Once the rotationally symmetric part of the image is removed the image is further processed simply by flipping and adding or subtracting the flipped images to make four linear combinations of the original to form the four symmetry groups. Fig. 17 shows the four symmetries derived from the image in Fig. 16 after the rotationally symmetric part was removed. As is clear the four images bear a close resemblance to the two orientations of astigmatism and the two orientations of coma. While there are probably a number of ways to derive quantitative information on how big the proportions are of each symmetry type, we simply used the root sum square of the values at each pixel as the criterion.

Now as the alignment of an optical system becomes relatively good the pseudo aberrations derived from the symmetry of the image can be used to help determine the final adjustments of the alignment. Notice that this approach does not carry a sign for the pseudo aberration; all that can be done is to minimize each of the four aberrations. Also, some of the symmetry in the image will depend on how uniformly the pupil of the system is illuminated. Care should be exercised to make sure the ASM axis is well centered on the pupil of the system being aligned. The simplicity of the calculations makes it possible to update the results at TV frame rates.

5. Conclusions

The method of alignment by locating centers of curvature is a strictly deterministic approach to alignment that is particularly helpful for complex, folded and off-axis optical systems. Further, the method does not impose tight (read costly) tolerances on edging or mounts. The same principles can be applied to the alignment of plane, fold mirrors. Finally, using aberrations is an easy way of aligning aspheric optics. It is not presently widely used because the instrument to determine the aberrations is usually an interferometer and they are generally too large to bring to the optics in question. The ideal device to view images is an autostigmatic microscope and, until recently, there have been no commercial sources for these. Because the commercial ASM’s include software as an integral part of the instrument it is not difficult to derive quantitative values for the pseudo aberrations most useful for alignment.
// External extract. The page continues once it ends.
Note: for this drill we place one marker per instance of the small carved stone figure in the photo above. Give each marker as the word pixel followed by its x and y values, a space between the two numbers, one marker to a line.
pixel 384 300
If planning for this deterministic alignment method is incorporated in the opto-mechanical design of optical systems immediately following the lens design itself there need be no further acknowledgements such as the one that appeared in a recent paper about the design, fabrication and assembly of the ARIES imaging spectrometer used on the 6.5 m Multiple Mirror Telescope6, namely, “Thanks, Koby Smith, for banging your head against the wall to align the thing.” If alignment is approached in a logical and systematic manner as part of the opto-mechanical design from the outset of a project there is no need for anyone to bang their head against a wall.

6. References

¹R. E. Parks and W. P. Kuhn, “Optical alignment using the Point Source Microscope”, Proc. SPIE, 58770B, (2005).

²R. E. Parks, “Alignment of off-axis conic mirrors”, Optical Fabrication and Testing Workshop Technical Notebook, OSA, Flamouth, MA Sept. 1980, pp 139-45. A revised reprint is available at http://www.optiper.com/alignment%20of%20off-axis%20conic%20mirrors.pdf.

³C. Ai, L. Shao and R. E. Parks, “Absolute testing of flats(II); using odd and even functions”, Optical Fabrication and Testing Workshop Technical Notebook, OSA, Boston, MA 1992.

⁴C. Ai and J. C. Wyant, “Absolute testing of flats using even and odd functions,” Appl. Opt. 32, 4698- (1993)

⁵Work performed in collaboration with Breault Research Organization, Tucson, AZ.

⁶R. J. Sarlot and D. W. McCarthy, “A Cryogenic, 1-5 Micron Atmospheric Dispersion Corrector for Astronomical Adaptive Optics,” in Current Developments in Lens Design and Optical Engineering II, R. E. Fischer, R. B. Johnson, W. J. Smith, eds., Proc. SPIE 72, 4441 (2001).